# Irrigation Help/Layout



## burntfire (Dec 10, 2020)

http://imgur.com/ZT2Cbg6


I just moved to this property several months ago and have been giving it some much needed TLC.

As of now it's a 6 zone system with a very strange layout and severely lacking in coverage.

What should I do? Does it need a complete new work or add a zone etc? Any advice would be much appreciated.

Currently sitting at 50 PSI & 5 GPM.


----------



## burntfire (Dec 10, 2020)

I had a tech come out and take a look and he's suggesting to just retrofit the entire system. He agreed that whoever originally designed it had no idea what they were doing.
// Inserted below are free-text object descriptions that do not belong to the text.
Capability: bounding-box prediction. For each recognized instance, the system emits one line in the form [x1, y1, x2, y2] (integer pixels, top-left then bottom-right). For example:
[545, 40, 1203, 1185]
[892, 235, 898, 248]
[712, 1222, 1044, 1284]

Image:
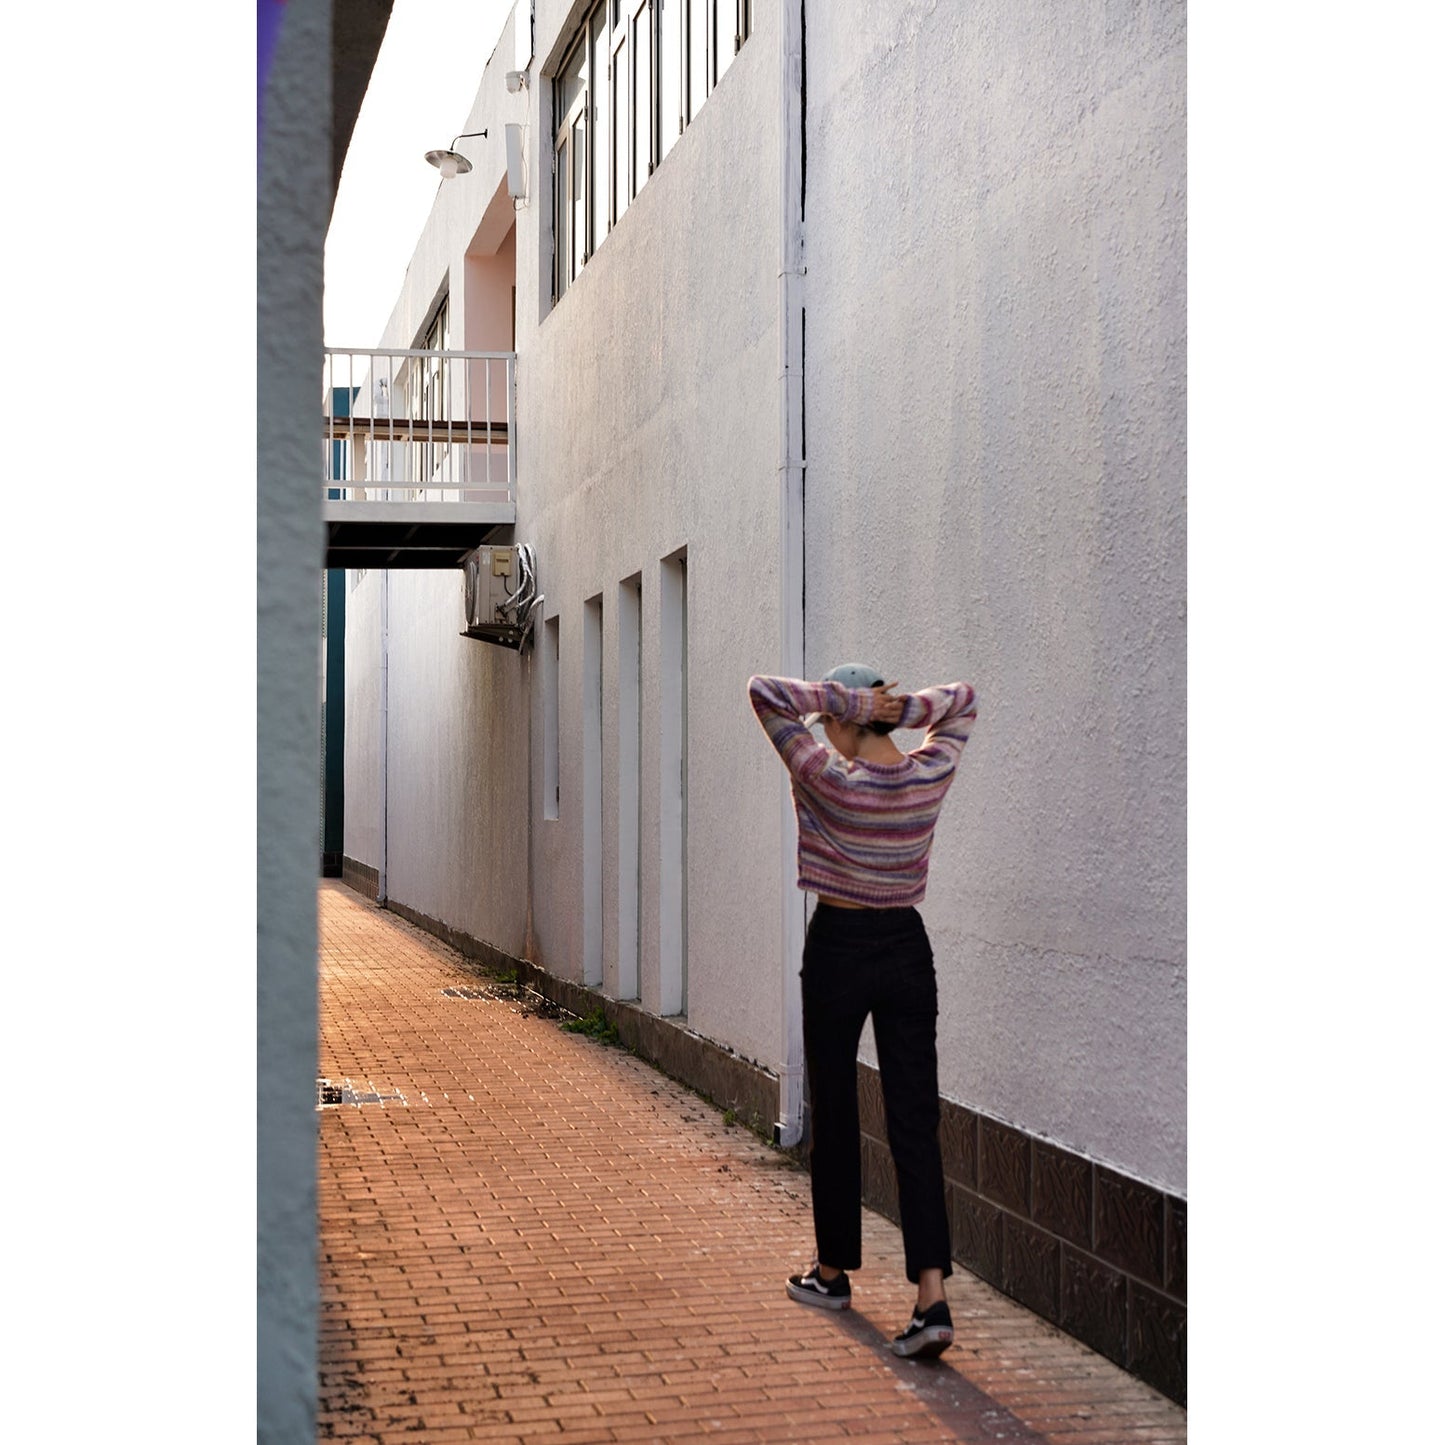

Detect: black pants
[801, 901, 952, 1284]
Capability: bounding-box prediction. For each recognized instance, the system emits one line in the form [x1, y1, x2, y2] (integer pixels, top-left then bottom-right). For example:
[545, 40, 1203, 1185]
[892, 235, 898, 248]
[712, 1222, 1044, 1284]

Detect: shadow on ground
[832, 1307, 1050, 1442]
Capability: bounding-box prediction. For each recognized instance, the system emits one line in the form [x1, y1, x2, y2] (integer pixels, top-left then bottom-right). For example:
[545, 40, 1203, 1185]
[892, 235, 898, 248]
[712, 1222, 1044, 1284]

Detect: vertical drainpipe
[776, 0, 806, 1147]
[378, 568, 390, 904]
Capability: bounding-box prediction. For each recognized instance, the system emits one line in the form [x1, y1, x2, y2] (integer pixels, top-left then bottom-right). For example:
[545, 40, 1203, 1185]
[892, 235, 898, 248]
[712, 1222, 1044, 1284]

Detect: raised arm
[747, 674, 885, 780]
[895, 682, 979, 764]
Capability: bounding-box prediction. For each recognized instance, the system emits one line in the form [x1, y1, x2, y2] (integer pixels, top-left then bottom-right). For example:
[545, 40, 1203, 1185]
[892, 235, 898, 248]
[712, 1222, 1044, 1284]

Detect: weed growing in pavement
[560, 1007, 624, 1048]
[458, 956, 523, 997]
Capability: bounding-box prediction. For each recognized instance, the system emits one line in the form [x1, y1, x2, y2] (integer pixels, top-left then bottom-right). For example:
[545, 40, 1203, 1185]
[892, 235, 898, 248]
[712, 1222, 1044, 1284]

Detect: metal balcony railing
[323, 349, 516, 503]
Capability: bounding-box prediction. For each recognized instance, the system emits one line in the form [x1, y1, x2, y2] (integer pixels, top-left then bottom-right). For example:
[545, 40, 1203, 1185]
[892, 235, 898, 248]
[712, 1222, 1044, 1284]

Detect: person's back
[748, 664, 979, 1358]
[747, 673, 977, 908]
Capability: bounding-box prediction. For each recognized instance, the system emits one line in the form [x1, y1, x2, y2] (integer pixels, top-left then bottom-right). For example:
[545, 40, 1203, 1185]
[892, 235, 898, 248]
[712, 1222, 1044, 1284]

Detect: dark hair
[858, 673, 892, 735]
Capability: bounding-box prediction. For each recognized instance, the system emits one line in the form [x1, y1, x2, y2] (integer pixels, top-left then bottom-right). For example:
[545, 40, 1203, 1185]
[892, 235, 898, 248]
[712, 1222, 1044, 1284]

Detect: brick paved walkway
[318, 881, 1187, 1443]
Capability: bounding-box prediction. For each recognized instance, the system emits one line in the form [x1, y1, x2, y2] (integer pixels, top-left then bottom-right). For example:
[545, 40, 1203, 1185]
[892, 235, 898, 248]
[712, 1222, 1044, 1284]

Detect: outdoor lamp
[425, 130, 488, 179]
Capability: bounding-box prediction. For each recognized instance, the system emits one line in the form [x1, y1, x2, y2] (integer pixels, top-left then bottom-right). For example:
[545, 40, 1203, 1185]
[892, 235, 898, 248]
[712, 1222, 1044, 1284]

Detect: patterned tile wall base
[858, 1064, 1186, 1405]
[335, 878, 1185, 1406]
[340, 857, 379, 901]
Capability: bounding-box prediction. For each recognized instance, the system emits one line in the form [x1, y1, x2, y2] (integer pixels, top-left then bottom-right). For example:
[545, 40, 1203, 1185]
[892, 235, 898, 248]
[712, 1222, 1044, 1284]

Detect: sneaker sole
[786, 1281, 851, 1311]
[891, 1326, 953, 1358]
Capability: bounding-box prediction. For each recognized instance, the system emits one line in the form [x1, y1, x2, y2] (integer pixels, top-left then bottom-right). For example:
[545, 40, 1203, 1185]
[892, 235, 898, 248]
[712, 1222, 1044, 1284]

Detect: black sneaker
[891, 1300, 953, 1358]
[786, 1264, 852, 1310]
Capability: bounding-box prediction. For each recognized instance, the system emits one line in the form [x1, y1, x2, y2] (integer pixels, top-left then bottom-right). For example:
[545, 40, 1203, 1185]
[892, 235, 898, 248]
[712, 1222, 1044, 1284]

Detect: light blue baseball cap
[805, 662, 886, 726]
The plan is run 1" lines where needed and put in line valves with the new controllers along with all new heads and properly zone off the property.
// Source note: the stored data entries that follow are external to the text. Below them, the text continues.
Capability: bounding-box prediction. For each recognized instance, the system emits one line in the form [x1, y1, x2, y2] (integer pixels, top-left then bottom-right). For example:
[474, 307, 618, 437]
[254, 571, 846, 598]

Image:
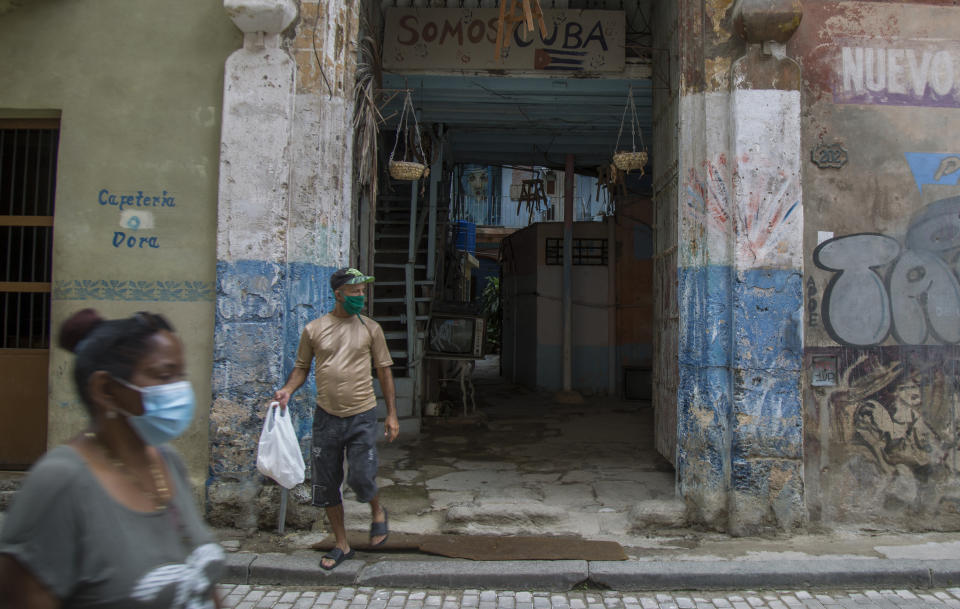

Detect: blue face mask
[112, 378, 196, 445]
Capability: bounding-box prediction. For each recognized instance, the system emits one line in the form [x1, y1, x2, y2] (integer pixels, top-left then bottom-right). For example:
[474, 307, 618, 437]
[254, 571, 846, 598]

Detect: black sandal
[319, 547, 355, 570]
[370, 507, 389, 547]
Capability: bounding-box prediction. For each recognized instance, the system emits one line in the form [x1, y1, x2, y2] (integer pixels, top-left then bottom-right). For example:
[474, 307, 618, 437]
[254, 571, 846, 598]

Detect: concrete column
[210, 0, 299, 530]
[727, 40, 804, 535]
[208, 0, 359, 529]
[675, 0, 804, 534]
[676, 88, 734, 526]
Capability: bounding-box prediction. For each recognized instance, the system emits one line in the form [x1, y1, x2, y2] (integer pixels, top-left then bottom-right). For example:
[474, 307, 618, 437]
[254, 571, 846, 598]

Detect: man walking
[273, 268, 399, 570]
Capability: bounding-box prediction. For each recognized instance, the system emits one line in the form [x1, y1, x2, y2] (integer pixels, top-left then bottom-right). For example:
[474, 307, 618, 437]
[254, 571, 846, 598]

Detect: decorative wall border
[53, 279, 215, 301]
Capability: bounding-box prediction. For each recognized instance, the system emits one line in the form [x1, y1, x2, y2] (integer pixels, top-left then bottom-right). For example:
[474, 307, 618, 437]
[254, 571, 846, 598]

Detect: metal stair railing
[405, 180, 418, 384]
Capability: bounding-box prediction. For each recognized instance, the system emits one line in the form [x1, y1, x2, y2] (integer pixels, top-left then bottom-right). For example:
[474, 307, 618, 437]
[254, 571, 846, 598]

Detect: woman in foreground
[0, 309, 224, 608]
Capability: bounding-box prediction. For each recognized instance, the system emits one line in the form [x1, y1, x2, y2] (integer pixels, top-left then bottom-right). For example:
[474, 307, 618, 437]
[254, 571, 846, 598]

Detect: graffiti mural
[806, 276, 820, 327]
[904, 153, 960, 190]
[813, 196, 960, 347]
[807, 346, 960, 525]
[808, 346, 960, 528]
[682, 152, 801, 269]
[808, 197, 960, 525]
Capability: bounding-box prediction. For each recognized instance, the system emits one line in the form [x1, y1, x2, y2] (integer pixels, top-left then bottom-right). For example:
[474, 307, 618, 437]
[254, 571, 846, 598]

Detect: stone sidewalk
[215, 585, 960, 609]
[220, 538, 960, 592]
[219, 524, 960, 592]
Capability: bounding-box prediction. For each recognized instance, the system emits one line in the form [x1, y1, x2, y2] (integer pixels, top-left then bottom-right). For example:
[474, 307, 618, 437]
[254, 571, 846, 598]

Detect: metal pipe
[32, 130, 42, 217]
[2, 294, 8, 348]
[48, 131, 58, 216]
[427, 124, 442, 281]
[608, 214, 617, 396]
[20, 130, 29, 216]
[562, 154, 574, 392]
[9, 130, 19, 215]
[406, 180, 418, 373]
[277, 487, 288, 533]
[0, 131, 6, 215]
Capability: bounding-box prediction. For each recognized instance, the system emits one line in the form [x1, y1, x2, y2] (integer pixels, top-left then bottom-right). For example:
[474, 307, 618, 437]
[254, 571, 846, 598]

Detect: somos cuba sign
[383, 8, 625, 72]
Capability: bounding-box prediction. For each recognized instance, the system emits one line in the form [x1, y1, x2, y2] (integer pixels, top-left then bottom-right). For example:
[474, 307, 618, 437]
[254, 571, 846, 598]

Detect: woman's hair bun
[58, 308, 105, 353]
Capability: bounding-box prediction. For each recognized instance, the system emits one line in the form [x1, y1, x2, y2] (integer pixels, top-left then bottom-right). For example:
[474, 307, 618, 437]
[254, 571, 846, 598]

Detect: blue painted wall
[677, 266, 732, 520]
[210, 260, 336, 482]
[676, 265, 804, 527]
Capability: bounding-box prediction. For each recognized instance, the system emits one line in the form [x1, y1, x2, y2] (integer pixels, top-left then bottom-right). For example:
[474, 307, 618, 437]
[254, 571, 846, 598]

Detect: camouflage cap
[330, 267, 375, 291]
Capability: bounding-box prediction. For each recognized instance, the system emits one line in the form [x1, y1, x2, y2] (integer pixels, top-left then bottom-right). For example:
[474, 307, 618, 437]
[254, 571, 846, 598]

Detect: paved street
[216, 585, 960, 609]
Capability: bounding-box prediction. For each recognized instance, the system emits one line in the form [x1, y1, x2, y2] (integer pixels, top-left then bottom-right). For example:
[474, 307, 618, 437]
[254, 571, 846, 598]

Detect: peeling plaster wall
[794, 2, 960, 530]
[727, 80, 804, 533]
[209, 0, 360, 529]
[0, 0, 240, 495]
[674, 0, 738, 528]
[651, 0, 681, 468]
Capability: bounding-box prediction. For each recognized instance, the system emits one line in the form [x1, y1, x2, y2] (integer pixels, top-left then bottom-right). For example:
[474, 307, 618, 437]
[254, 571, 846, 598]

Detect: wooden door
[0, 119, 58, 469]
[615, 197, 669, 450]
[0, 350, 49, 467]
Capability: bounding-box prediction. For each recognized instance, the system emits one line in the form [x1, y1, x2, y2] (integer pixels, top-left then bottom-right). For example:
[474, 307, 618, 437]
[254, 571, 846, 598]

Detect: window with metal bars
[545, 237, 608, 265]
[0, 119, 59, 349]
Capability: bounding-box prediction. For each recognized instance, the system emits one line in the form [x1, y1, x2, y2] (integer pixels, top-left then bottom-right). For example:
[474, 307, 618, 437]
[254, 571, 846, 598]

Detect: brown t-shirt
[294, 313, 393, 417]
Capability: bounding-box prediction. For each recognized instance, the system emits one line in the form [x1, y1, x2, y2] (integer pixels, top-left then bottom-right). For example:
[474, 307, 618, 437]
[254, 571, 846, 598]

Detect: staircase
[370, 177, 449, 435]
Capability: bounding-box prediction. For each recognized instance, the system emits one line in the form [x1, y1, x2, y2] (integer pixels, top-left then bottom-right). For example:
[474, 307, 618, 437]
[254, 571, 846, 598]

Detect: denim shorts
[310, 407, 379, 508]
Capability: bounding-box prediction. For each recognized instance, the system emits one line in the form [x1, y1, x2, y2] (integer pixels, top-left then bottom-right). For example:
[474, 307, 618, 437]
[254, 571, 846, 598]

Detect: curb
[588, 559, 959, 590]
[358, 560, 588, 590]
[223, 553, 960, 591]
[225, 553, 588, 590]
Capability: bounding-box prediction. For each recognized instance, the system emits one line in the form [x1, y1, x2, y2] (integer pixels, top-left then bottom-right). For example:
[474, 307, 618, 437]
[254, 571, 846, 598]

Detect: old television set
[424, 313, 486, 360]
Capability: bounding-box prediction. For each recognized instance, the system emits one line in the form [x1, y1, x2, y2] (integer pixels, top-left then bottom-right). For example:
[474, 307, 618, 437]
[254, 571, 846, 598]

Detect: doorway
[348, 0, 678, 538]
[0, 118, 59, 469]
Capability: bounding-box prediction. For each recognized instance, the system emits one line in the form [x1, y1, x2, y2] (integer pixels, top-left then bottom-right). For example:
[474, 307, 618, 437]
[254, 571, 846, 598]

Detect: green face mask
[343, 294, 365, 315]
Sad pill to take as the system "performs" but still doesn't work great.

Should I go ahead and get a design from Rain Bird?

He's also suggest the Rachio controller over the Hunter (I ordered both) along with mostly Hunter sprays and rotors. It was always my understanding Rainbird had the better sprays and rotors while Hunter had superior spray rotators?

He also gave me a "rough" quote of $8k for a 7 zone system.. keep in mind this is Hawaii so everything is expensive.

Any thoughts?


----------